Hasbold Jhagvaral, Corcoran Lynn M, Tarlinton David M, Tangye Stuart G, Hodgkin Philip D
Centenary Institute of Cancer Medicine and Cell Biology, Locked Bag Number 6, Newtown, NSW 2042, Australia.
Nat Immunol. 2004 Jan;5(1):55-63. doi: 10.1038/ni1016. Epub 2003 Nov 30.

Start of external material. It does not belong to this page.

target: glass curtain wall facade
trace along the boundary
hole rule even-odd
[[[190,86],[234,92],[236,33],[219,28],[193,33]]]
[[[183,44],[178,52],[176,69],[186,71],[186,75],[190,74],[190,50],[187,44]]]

Naive B lymphocytes undergo isotype switching and develop into immunoglobulin-secreting cells to generate the appropriate class and amount of antibody necessary for effective immunity. Although this seems complex, we report here that the generation of immunoglobulin G-secreting cells from naive precursors is highly predictable. The probabilities of isotype switching and development into secreting cells change with successive cell divisions and interleave independently. Cytokines alter the probability of each differentiation event, while leaving intact their independent assortment. As a result, cellular heterogeneity arises automatically as the cells divide. Stochastic division-linked regulation of heterogeneity challenges the conventional paradigms linking distinct phenotypes to unique combinations of signals and has the potential to simplify our concept of immune complexity considerably.
初始B淋巴细胞经历同种型转换并发育成分泌免疫球蛋白的细胞,以产生有效免疫所需的适当类别和数量的抗体。尽管这看起来很复杂,但我们在此报告,从初始前体细胞产生分泌免疫球蛋白G的细胞是高度可预测的。同种型转换和发育成分泌细胞的概率随着连续的细胞分裂而变化,并且独立交错。细胞因子改变每个分化事件的概率,同时保持它们的独立分类。结果,随着细胞分裂,细胞异质性自动出现。与随机分裂相关的异质性调节挑战了将不同表型与独特信号组合联系起来的传统范式,并有可能极大地简化我们对免疫复杂性的概念。